Он не мог вообразить их в постели.
Когда машина выехала на главную дорогу и направилась на юг, к Риджентс-парк, Джеймс мрачно уставился в окно. Его длинное сухощавое тело покоилось на сиденье, покачиваясь на резких поворотах, руки были засунуты в карманы пиджака, глаза горели мрачным огнем. Не его дело, чем они там занимаются. Ему-то что?
В субботу вечером он ужинал с Фионой. Все в ресторане глазели на нее. Мужчины — с восхищением и страстью, потому что она была ослепительно красива; женщины — с неприязнью, потому что их мужчины не могли отвести от нее глаз, и завистью, потому что сами хотели бы выглядеть так же.

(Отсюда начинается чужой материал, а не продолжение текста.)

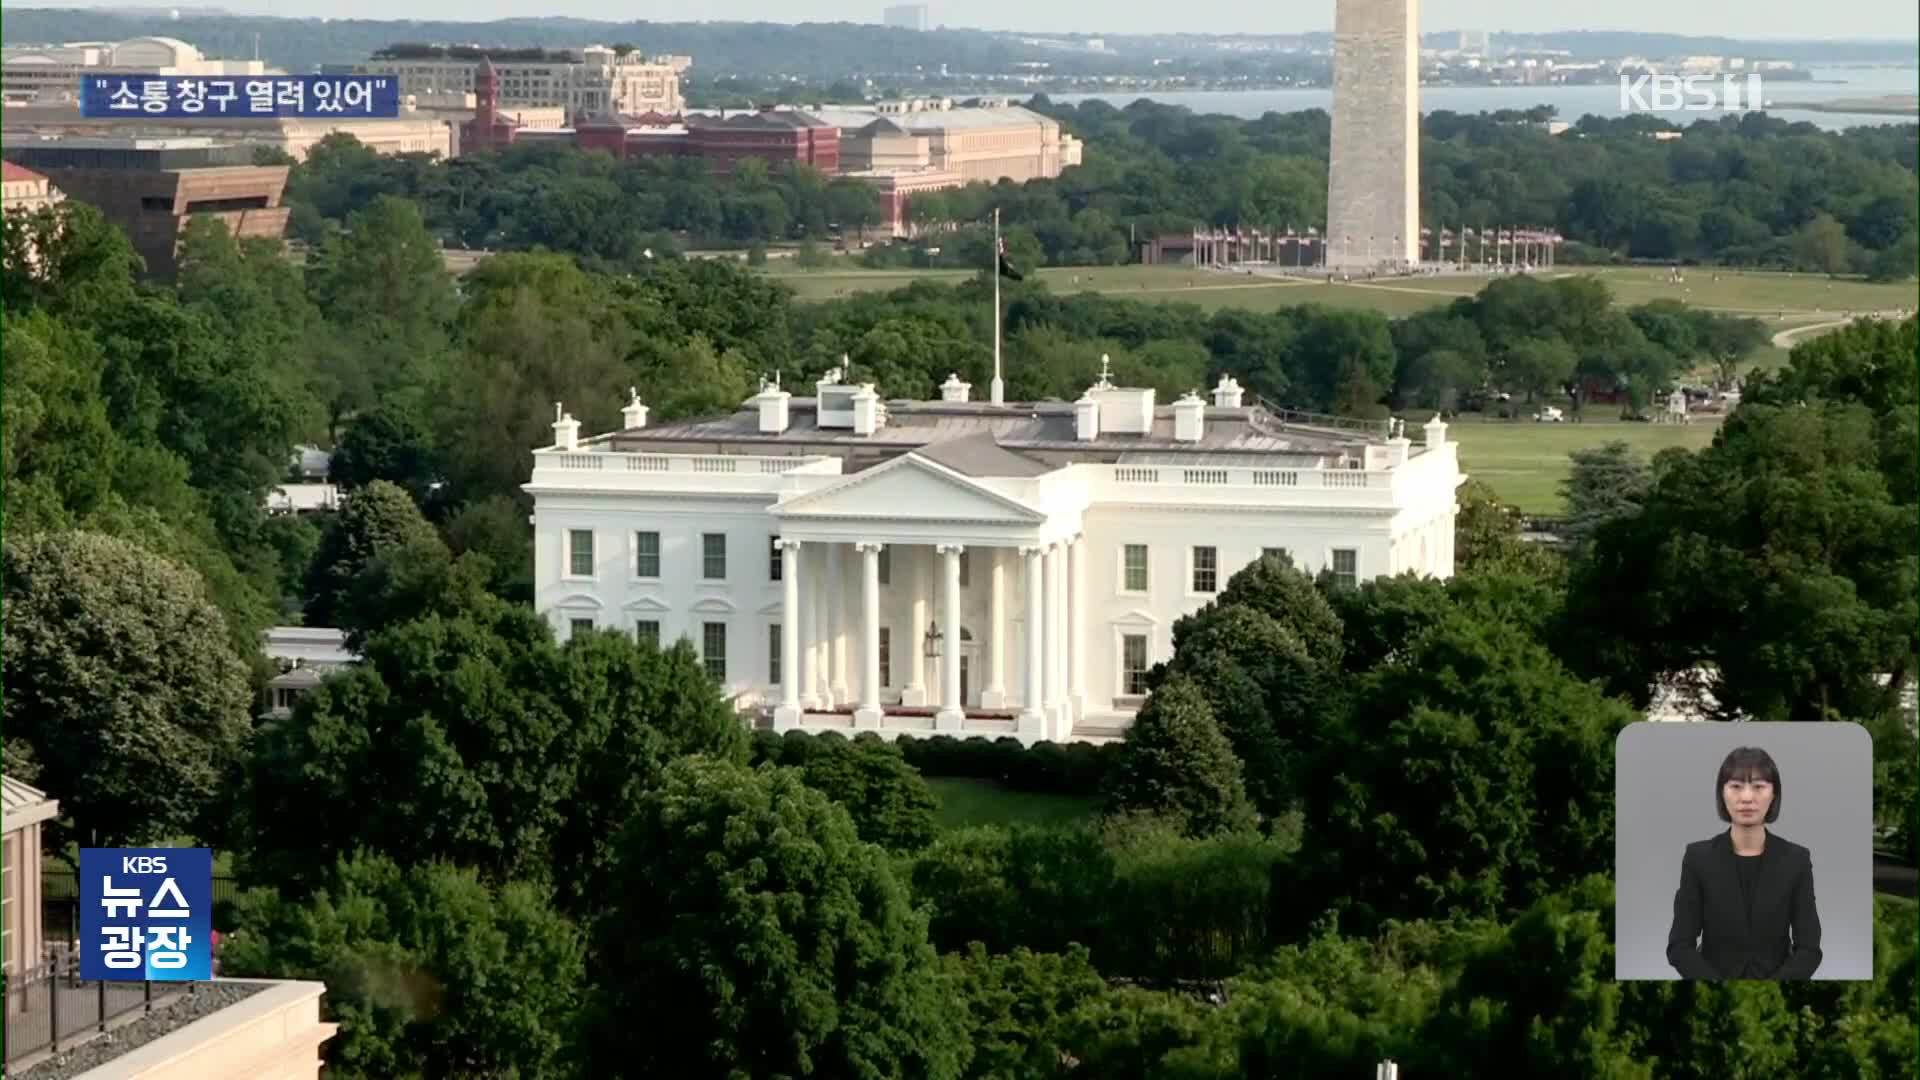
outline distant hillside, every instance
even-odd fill
[[[629,43],[642,52],[692,56],[696,74],[702,78],[735,74],[792,75],[822,82],[848,75],[911,71],[916,67],[934,72],[943,64],[954,72],[1004,72],[1023,61],[1045,62],[1054,75],[1145,74],[1159,70],[1152,64],[1156,58],[1180,57],[1208,66],[1233,65],[1262,56],[1274,58],[1273,52],[1251,51],[1249,46],[1259,50],[1325,50],[1332,43],[1332,35],[1326,33],[1110,34],[1104,39],[1105,52],[1089,52],[1048,45],[1076,37],[1084,39],[1086,35],[1013,35],[983,30],[916,33],[864,23],[613,23],[563,18],[464,23],[275,19],[196,15],[191,9],[181,11],[180,18],[172,19],[160,10],[110,13],[98,9],[9,9],[5,20],[0,21],[0,40],[14,45],[161,35],[180,38],[212,56],[248,57],[253,55],[254,35],[258,34],[261,58],[296,72],[310,71],[321,64],[363,60],[379,49],[399,43],[547,49],[596,42]],[[1457,40],[1457,31],[1436,31],[1425,37],[1430,48],[1446,47]],[[1709,54],[1801,63],[1911,64],[1916,49],[1911,42],[1742,42],[1730,38],[1597,31],[1500,34],[1496,44],[1564,49],[1580,58]]]
[[[876,9],[877,10],[877,9]],[[910,30],[855,23],[649,23],[581,19],[509,19],[490,23],[401,22],[369,19],[271,19],[256,16],[187,17],[102,15],[96,11],[9,8],[0,22],[8,45],[161,35],[211,56],[249,57],[254,35],[260,57],[289,71],[364,60],[401,42],[566,48],[631,43],[645,53],[692,56],[703,77],[792,74],[809,78],[897,72],[916,65],[955,71],[1004,70],[1042,57],[1061,68],[1058,52],[974,30]],[[1073,66],[1112,69],[1117,58],[1076,56]]]

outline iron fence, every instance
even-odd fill
[[[153,1011],[153,983],[85,980],[76,955],[60,947],[47,952],[46,963],[7,972],[7,1065],[57,1053],[106,1031],[121,1017]],[[165,1001],[182,990],[193,993],[196,985],[162,983],[157,996]]]

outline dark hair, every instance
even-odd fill
[[[1738,746],[1720,763],[1720,778],[1713,782],[1713,808],[1719,812],[1721,821],[1733,820],[1733,816],[1727,813],[1725,792],[1727,784],[1734,780],[1748,783],[1764,780],[1773,785],[1773,802],[1767,806],[1767,824],[1780,820],[1780,796],[1783,794],[1780,766],[1773,763],[1773,758],[1765,750],[1757,746]]]

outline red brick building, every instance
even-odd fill
[[[520,125],[500,115],[500,76],[482,56],[473,73],[473,119],[460,125],[460,152],[499,150],[513,144]]]
[[[687,121],[687,147],[723,176],[746,158],[759,158],[770,169],[793,163],[829,176],[840,172],[840,129],[791,110],[693,117]]]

Ее вкус был безупречен. Этим вечером она надела смелый наряд от одного из своих любимых портных. Джеймс с трудом мог определить стиль — смесь элегантности и высокой моды. Темно-зеленая юбка, туго охватывающая изящные бедра, и белый атласный лиф с глубоким треугольным вырезом и высоким плиссированным воротником.
— Тебе нравится? — спросила Фиона.
— Ты похожа на белую лилию.
— Это платье — только для особых случаев. — Она изучала меню, а Джеймс изучал ее.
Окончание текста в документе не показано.